Judges Appear Hesitant on Virginia 'Partial Birth' Abortion Ban

By Robert Barnes
Washington Post Staff Writer
Friday, November 2, 2007

RICHMOND, Nov. 1 -- Virginia's attempt to revive its law restricting abortion received a skeptical reception from a panel of federal judges here Thursday in a key test of how the Supreme Court's decision to uphold federal abortion limits will affect restrictions imposed by the states.

The Supreme Court this spring upheld the federal Partial-Birth Abortion Ban Act, for the first time agreeing that a specific abortion procedure could be banned, and emphasizing government's "legitimate and substantial interest" in preserving fetal life.

But as quickly as Virginia Solicitor General William E. Thro told the three appellate judges hearing the case that the court's decision in Gonzalez v. Carhart"removes any doubt that the Virginia act is constitutional," he was stopped short.

"That doesn't really quite get you home, Mr.

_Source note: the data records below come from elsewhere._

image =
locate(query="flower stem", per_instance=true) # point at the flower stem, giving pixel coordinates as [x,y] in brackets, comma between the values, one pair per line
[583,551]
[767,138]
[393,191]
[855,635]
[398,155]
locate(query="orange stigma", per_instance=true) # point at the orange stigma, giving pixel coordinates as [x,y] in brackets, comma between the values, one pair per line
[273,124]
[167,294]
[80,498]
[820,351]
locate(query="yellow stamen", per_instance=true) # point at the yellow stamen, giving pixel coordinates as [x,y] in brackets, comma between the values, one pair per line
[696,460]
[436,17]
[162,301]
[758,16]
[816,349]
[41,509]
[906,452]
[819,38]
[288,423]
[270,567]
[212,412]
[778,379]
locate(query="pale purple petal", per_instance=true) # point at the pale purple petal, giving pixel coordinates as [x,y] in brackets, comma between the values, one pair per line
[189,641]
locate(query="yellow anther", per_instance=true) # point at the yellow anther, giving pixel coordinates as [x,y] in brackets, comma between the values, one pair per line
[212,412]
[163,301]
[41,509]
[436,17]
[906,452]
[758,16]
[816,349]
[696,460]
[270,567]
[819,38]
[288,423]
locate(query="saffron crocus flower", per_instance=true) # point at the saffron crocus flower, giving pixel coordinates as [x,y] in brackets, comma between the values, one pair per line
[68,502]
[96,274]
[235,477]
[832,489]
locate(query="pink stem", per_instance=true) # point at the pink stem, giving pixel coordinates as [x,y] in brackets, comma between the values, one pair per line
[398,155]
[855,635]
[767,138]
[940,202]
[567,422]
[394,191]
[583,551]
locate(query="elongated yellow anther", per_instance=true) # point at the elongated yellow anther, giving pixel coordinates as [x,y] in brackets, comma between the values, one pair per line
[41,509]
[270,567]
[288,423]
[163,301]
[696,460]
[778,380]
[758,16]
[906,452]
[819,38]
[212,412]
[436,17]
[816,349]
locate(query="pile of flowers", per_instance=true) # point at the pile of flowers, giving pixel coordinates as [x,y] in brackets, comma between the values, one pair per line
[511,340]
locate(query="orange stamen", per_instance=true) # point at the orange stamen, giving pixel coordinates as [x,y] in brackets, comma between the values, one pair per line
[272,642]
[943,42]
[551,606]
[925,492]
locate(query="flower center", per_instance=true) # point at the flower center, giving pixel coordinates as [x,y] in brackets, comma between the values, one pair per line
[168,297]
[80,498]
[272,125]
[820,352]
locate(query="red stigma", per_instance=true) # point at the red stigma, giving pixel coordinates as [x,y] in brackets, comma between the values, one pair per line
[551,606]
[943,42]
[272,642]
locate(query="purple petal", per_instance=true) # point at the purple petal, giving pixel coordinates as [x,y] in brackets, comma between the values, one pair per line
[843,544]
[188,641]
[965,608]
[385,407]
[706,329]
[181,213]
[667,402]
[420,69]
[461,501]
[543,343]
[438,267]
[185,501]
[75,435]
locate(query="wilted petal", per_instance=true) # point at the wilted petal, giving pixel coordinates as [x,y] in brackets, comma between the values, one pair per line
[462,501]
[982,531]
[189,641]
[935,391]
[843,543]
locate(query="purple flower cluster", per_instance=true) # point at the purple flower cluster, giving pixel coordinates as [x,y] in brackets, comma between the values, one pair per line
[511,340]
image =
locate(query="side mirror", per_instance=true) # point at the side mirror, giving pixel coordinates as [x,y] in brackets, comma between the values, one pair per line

Thro," Judge M. Blane Michael said.

Michael and another judge on the three-member panel of the U.S. Court of Appeals for the 4th Circuit seemed more receptive to abortion rights attorneys' arguments that the Supreme Court's decision was a narrow one and did not authorize more far-reaching state restrictions, such as those the Virginia Partial Birth Infanticide Act of 2003 is alleged to employ.

It is an important argument for abortion rights activists. They are "bracing," said Janet Crepps of the Center for Reproductive Rights, for a rush of state legislative actions and lower court challenges on efforts to restrict abortion -- either by the procedures used or the requirements placed on a woman seeking the procedure -- in the wake of the court's decision.

Mailee R. Smith, staff counsel for the antiabortion Americans United for Life, said nine additional states this year considered bans on the procedure antiabortion activists label "partial birth" abortion, and Louisiana passed one this summer modeled on the federal ban but with tougher penalties for physicians -- up to 10 years of "hard labor" and a $100,000 fine.

Because the Supreme Court's decision did not come until April, well into many state legislatures' sessions, "we expect the pace to pick up this year," Smith said.

But success for antiabortion laws has been more elusive in the courts. The U.S. Court of Appeals for the 6th Circuit in June stuck down a Michigan law because its restrictions went beyond those included in the federal ban.

And Crepps said Virginia's law is an important test "because it is one of the most restrictive in the country." Thro denies that, saying it is "substantively identical" to the federal statute upheld in Gonzalez.

The Virginia act has never taken effect. A district judge in 2004 found it unconstitutional because of its similarity to a Nebraska law that the Supreme Court had struck down. The same panel that heard Thursday's arguments voted 2 to 1 in 2005 to uphold the district judge's decision.

Those judges -- Michael and fellow Clinton appointee Diana Gribbon Motz, who voted to strike the Virginia law, along with Paul V. Niemeyer, a George H.W. Bush appointee who voted to uphold it -- reconvened Thursday with what sounded like unchanged views.